I need to find a vector in a numpy.array. For example, I have a np.array named e and I want to find the vector [1, 2] in e (meaning that I would like to have the index of the vector inside the matrix) but apparently my programm see the vector even when is not present:

The code I use to built e in the following:

import numpy as np
faces = np.array([[1,2,3,4],[5,6,2,1],[6,7,3,2],[7,8,4,3],[8,5,1,4],[8,7,6,5]])
e = np.zeros([6,4,2])
for k in range(len(faces)):
    a = [faces[k][0], faces[k][1]]
    b = [faces[k][1], faces[k][2]] 
    c = [faces[k][2], faces[k][3]]
    d = [faces[k][3], faces[k][0]]
    e[k] = np.array([a,b,c,d])
 print('e: %s' %e)

any clue how to solve this?

Answer 1

Don't use Python in with numpy arrays.

There are 6 x 4 pairs in e.

In [32]: e.shape
Out[32]: (6, 4, 2)

You are looking an element that matches both (i.e., all()) entries in the pair [1, 2].

In [33]: (e == np.array([1, 2])).all(-1)
Out[33]: 
array([[ True, False, False, False],
       [False, False, False, False],
       [False, False, False, False],
       [False, False, False, False],
       [False, False, False, False],
       [False, False, False, False]], dtype=bool)

The -1 in all(-1) refers the last dimension in the array, the part of the shape that constitutes pairs.
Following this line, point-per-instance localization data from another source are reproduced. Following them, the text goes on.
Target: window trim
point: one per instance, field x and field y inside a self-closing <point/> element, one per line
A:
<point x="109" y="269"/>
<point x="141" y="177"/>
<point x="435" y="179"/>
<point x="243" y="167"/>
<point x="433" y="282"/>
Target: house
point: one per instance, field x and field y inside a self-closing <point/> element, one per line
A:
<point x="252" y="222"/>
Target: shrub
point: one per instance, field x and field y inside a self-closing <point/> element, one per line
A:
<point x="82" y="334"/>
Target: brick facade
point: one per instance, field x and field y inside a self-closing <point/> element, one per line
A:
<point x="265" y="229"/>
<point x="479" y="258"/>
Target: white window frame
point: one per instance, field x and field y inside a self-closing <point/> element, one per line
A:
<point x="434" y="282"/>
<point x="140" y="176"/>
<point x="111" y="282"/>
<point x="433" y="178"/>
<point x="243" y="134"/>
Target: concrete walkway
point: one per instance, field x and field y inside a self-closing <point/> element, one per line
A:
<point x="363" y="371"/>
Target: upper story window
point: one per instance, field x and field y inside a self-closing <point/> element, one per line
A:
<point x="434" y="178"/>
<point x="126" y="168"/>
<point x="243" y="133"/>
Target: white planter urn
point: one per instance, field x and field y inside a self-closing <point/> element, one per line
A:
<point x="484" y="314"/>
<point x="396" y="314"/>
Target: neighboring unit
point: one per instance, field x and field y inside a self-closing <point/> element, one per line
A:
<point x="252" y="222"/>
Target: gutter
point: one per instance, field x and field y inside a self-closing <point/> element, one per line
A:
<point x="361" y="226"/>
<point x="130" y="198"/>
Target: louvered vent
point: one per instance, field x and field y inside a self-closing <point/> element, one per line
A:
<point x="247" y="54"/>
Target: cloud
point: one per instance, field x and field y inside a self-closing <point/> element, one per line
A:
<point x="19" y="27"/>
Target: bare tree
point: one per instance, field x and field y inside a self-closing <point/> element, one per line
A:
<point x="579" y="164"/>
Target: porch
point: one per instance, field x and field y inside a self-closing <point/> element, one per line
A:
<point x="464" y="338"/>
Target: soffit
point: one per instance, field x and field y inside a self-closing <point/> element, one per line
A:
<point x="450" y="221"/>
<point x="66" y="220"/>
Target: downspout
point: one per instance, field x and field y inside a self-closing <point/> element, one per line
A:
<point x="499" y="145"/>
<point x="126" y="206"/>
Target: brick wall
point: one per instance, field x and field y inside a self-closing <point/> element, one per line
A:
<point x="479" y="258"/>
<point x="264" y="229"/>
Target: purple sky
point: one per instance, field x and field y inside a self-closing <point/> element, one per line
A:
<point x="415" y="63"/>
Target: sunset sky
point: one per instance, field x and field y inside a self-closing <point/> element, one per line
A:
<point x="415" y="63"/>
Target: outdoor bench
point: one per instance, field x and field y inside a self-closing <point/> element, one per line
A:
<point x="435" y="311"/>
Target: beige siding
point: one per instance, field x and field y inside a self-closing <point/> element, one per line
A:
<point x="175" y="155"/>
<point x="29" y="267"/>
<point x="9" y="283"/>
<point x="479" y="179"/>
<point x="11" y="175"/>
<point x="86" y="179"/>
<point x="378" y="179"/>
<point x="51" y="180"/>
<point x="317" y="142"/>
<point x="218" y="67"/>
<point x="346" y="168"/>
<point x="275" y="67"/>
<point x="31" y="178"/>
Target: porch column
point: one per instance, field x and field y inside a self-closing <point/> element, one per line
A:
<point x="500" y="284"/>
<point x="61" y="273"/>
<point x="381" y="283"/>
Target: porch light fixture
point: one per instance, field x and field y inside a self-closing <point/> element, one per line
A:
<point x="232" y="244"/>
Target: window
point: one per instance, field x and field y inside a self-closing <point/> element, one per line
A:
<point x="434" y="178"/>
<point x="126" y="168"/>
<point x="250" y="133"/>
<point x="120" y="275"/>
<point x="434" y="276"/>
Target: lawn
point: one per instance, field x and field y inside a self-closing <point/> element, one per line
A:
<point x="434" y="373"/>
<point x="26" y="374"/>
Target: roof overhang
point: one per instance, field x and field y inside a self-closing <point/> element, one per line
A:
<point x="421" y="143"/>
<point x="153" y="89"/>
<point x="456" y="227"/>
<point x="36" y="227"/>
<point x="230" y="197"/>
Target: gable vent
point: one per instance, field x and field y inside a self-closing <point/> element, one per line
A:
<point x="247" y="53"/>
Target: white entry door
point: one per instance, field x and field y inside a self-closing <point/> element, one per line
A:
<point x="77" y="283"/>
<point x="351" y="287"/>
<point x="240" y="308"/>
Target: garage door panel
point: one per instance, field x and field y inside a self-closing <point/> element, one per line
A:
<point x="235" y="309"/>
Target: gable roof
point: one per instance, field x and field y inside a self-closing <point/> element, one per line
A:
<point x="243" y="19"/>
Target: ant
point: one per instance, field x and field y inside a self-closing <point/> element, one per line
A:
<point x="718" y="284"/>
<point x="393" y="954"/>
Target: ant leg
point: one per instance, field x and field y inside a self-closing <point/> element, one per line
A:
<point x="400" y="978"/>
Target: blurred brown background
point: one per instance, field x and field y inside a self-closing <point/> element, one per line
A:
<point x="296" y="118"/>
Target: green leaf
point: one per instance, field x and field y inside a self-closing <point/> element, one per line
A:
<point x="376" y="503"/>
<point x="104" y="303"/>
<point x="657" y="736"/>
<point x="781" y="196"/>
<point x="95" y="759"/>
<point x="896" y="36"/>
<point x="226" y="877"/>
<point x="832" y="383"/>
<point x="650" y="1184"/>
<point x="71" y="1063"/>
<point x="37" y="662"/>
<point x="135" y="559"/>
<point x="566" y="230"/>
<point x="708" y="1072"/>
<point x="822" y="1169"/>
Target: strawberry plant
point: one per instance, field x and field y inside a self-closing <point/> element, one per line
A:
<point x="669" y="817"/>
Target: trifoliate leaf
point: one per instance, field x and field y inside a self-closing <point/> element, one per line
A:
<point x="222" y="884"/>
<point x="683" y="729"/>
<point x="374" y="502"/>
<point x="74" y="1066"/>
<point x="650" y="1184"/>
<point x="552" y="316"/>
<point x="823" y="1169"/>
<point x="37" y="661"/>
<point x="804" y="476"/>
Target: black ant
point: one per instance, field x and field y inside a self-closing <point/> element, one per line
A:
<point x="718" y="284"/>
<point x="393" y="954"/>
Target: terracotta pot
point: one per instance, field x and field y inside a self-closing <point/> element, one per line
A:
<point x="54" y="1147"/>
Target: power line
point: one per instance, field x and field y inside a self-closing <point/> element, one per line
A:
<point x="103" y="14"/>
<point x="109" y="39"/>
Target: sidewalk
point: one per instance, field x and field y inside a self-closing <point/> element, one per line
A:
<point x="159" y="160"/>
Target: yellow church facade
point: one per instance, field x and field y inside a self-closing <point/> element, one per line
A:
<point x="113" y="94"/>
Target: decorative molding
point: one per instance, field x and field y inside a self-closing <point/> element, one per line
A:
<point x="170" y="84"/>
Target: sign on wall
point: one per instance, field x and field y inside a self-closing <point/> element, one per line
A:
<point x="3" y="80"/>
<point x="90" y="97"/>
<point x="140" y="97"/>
Using -1 is probably more general than using 2, which would also work in this case.

It found the right match -- the only True value. You can see the shape of this result makes sense.

In [34]: (e == np.array([1, 2])).all(-1).shape
Out[34]: (6, 4)

To get the index of the first match you could do

x, y = (e == np.array([1, 2])).all(-1).argmax(1).argmax(), (e == np.array([1, 2])).all(-1).argmax(0).argmax()

but using np.argwhere suggested in CT Zhu's answer is definitely better.